Fast Coexist reports on the Edible Insect Desktop Hive, a kitchen gadget designed to raise mealworms (beetle larva), a food that has the protein content of beef without the environmental footprint. The hive can grow between 200 and 500 grams of mealworms a week, enough to replace traditional meat in four or five dishes.

The hive comes with a starter kit of "microlivestock," and controls the climate inside so the bugs have the right amount of fresh air and the right temperature to thrive. If you push a button, the mealworms pop out in a harvest drawer that chills them. You're supposed to pop them in the freezer, then fry them up or mix them into soup, smoothies, or bug-filled burgers. "Insects give us the opportunity to grow on small spaces, with few resources," says designer Katharina Unger, founder of Livin Farms, the company making the new home farming gadget. "A pig cannot easily be raised on your balcony, insects can. With their benefits, insects are one part of the solution to make currently inefficient industrial-scale production of meat obsolete."

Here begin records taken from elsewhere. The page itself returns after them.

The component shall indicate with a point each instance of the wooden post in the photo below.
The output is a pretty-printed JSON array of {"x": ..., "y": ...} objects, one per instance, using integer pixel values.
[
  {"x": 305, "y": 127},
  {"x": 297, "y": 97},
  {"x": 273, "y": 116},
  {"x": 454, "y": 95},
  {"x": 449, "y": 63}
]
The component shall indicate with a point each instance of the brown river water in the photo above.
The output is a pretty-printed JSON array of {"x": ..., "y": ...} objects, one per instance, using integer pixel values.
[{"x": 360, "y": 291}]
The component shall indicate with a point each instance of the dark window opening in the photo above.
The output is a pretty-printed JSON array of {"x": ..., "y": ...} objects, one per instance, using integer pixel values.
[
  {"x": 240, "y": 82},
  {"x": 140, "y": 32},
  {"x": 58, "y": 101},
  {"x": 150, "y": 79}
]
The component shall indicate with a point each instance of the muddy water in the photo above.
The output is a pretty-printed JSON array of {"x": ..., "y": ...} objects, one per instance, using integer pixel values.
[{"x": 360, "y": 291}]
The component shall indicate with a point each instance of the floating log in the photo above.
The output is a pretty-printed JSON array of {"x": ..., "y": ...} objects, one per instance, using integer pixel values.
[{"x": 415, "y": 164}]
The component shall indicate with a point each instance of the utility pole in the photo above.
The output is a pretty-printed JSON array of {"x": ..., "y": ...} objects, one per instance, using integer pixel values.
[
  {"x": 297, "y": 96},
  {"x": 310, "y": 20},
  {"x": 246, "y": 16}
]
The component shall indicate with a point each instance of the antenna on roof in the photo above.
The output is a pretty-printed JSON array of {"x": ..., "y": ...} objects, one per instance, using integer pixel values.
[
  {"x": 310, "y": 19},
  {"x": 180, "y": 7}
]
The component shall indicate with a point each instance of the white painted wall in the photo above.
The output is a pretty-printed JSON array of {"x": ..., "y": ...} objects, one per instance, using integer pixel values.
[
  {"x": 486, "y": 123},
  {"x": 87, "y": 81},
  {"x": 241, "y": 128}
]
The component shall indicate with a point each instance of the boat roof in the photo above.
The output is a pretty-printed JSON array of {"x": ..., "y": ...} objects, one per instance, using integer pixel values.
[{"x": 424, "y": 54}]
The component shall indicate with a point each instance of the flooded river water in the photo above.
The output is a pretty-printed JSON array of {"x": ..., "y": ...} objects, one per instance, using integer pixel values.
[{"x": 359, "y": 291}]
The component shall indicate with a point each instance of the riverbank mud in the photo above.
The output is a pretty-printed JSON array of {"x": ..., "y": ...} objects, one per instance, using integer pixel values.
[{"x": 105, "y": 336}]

Of course, that assumes people will be willing to eat them. Unger thinks bugs just need a little rebranding to succeed, and points out that other foods have overcome bad reputations in the past. "Even the potato, that is now a staple food, was once considered ugly and was given to pigs," says Unger adding that sushi, raw fish, and tofu were once considered obscure products. "Food is about perception and cultural associations. Within only a short time and the right measures, it can be rebranded. . . . Growing insects in our hive at home is our first measure to make insects a healthy and sustainable food for everyone."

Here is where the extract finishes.